State, local, tribal governments and the public will get substantially more and faster federal recovery funding (large reconstruction grants, minimum federal shares, faster reimbursements and a $500M resilience grant), reducing local fiscal burden after disasters and speeding rebuilding.
All U.S. communities benefit from a standalone, cabinet-level FEMA that centralizes disaster and certain public‑health emergency authorities, which should improve national coordination and speed of life‑saving federal response.
Homeowners, renters and disaster survivors will get clearer, faster access to assistance and appeals (online tracking, required timelines, faster payments and legal-fee coverage for reversed denials), improving speed and transparency of aid delivery.
Federal taxpayers face substantially higher federal spending from large reconstruction grants, expanded reimbursements, pilot programs, and administrative costs tied to new reporting and IT systems.
Shifting authorities and functions from DHS to a standalone FEMA and rewriting statutes creates major transition and coordination risks (transfer costs, fragmented grant authority remaining at DHS, unspecified staffing/funding) that could disrupt response if Congress or agencies fail to resource and execute the change well.
States may face bigger fiscal exposure and legal risks because assuming federal review duties, sole liability for assumed tasks, and stricter mitigation penalties can shift costs and increase litigation and compliance burdens at the state and local level.
Based on analysis of 14 sections of legislative text.
Elevates FEMA to a cabinet-level independent agency, expands and reforms disaster assistance programs, expedites post-disaster permitting, and increases transparency and data reporting.
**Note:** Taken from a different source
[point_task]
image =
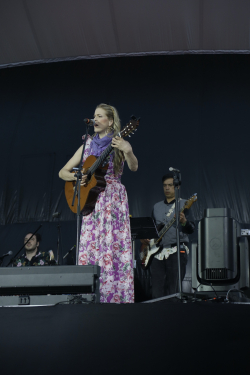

Makes FEMA an independent, cabinet-level agency and reshapes how the federal government prepares for, responds to, and recovers from disasters. It expands and clarifies FEMA authorities and programs—creating new grant authorities, streamlining post-disaster permitting and environmental reviews, requiring more transparent data and dashboards, modernizing assistance application systems, and setting new timelines, auditing, and procurement standards. The bill also updates many federal laws to substitute FEMA for Department of Homeland Security references, establishes a Community Disaster Resilience Grant program with a $500 million authorization for FY2026, expands eligibility and process rules for public and individual assistance (including houses of worship), mandates studies and dashboards on assistance decisions, and requires States and Tribes to prepare preapproved mitigation plans to access increased federal cost shares.